Inspiration // Surrealism

Surrealism originated in the 1900s, specifically the 1910s and 1920s, as a literary movement experimenting with 'automatism'. This was a mode of expression that sought to release the imagination of the subconscious. It was officially consecrated in Paris in 1924 with the publication of the 'Manifesto of Surrealism' by Andre Breton. This allowed Surrealism to become international intellectual and political force.

As Surrealism began as a literary movement, much of the poetry and prose were influenced by pyschologial theories and dream studies of Sigmund Freud in combination with political ideas of Marxism. Breton and his contemporaries drew upon ideas of the private world of the mind, the part of the mind that is traditionally restricted by reason and societal limitations which creating unexpected imagery. 

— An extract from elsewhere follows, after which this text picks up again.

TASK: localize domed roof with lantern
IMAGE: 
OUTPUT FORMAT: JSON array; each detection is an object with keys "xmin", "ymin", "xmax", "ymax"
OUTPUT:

Bride Stripped Bare by Her Bachelors, Even (The Large Glass) (1915–23; Philadelphia Museum of Art)
At first, Surrealist poets were reluctant to align themselves with visual artists because they believed that laborious processes of painting, drawing and sculpture were not spontaneous. However, artists such as Giorgio de Chirico, Pablo Picasso, Francis Picabia and Marcel Duchamp were held in high regard for their work was analytical, provocative and erotic. For example, Duchamp's conceptually complex Bride Stripped Bare by Her Bachelors, Even (The Large Glass) was admired by Surrealists and often thought to be a precursor of Surrealism for its bizarrely juxtaposed and erotically charged objects.
Max Ernst, André Masson and Man Ray were of the first artists who aligned themselves with Surrealism. All these artists use curving, continuous lines and forms in which emerge strange figures and shapes that are products of the 'uninhibited mind'.

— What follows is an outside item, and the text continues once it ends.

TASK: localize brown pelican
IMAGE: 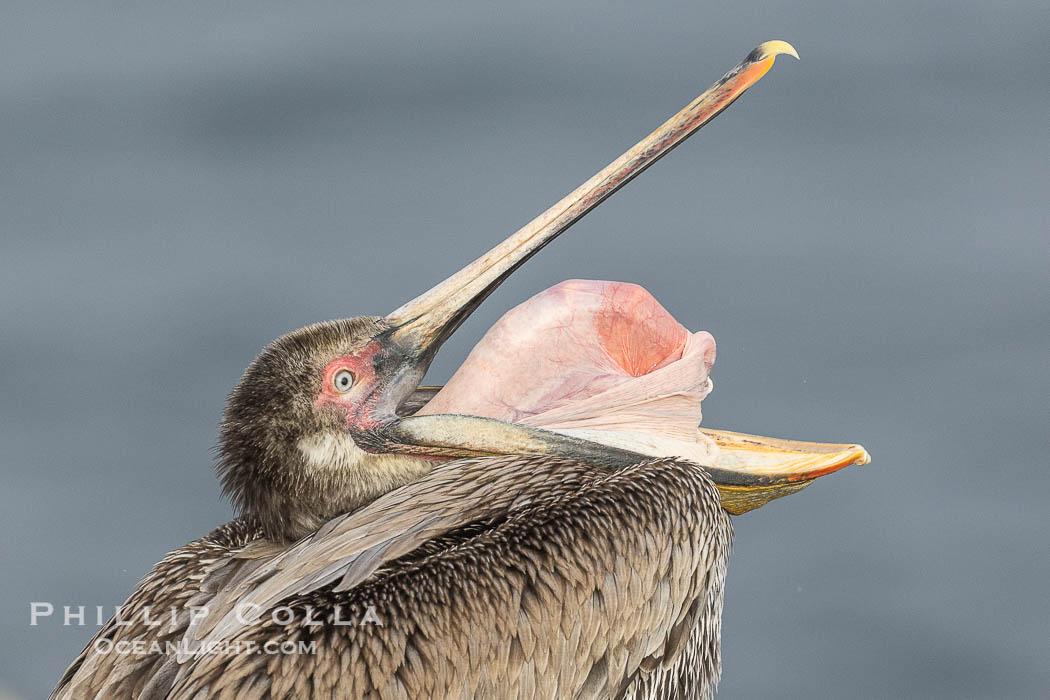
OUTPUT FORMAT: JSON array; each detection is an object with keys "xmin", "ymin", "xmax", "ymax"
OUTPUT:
[{"xmin": 53, "ymin": 41, "xmax": 867, "ymax": 698}]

The Workshop of Dedulas - Andre Masson (1939)
Ernst began to experiment with two unpredictable processes called decalcomania and grattage. Decalcomania is the technique of pressing a sheet of paper onto a painted surface and peeling it off again, while grattage is the process of scraping pigment across a canvas that is laid on top of a textured surface. These techniques are evident within The Barbarians (1937).
Two Children are Threatened by a Nightingale. 1924. Oil on wood with wooden elements. 69.8 x 57.1 x 11.4 cm. The Museum of Modern Arts, New York, NY, USA.
Additionally, this composition of sparring anthropomorphic figures in a deserted postapocalyptic landscape exemplifies the recurrent themes of violence and annihilation found in Surrealist art. Something we could use within our own zines for one of our topic is Death Row.

Surrealist painting are often associated with erotically explicit objects juxtaposed in dreamlike surroundings, unidentifiable objects that have been rendered with great precision, hallucinatory visions, deep receding spaces, a mysterious use of light as well as often a sense of loneliness.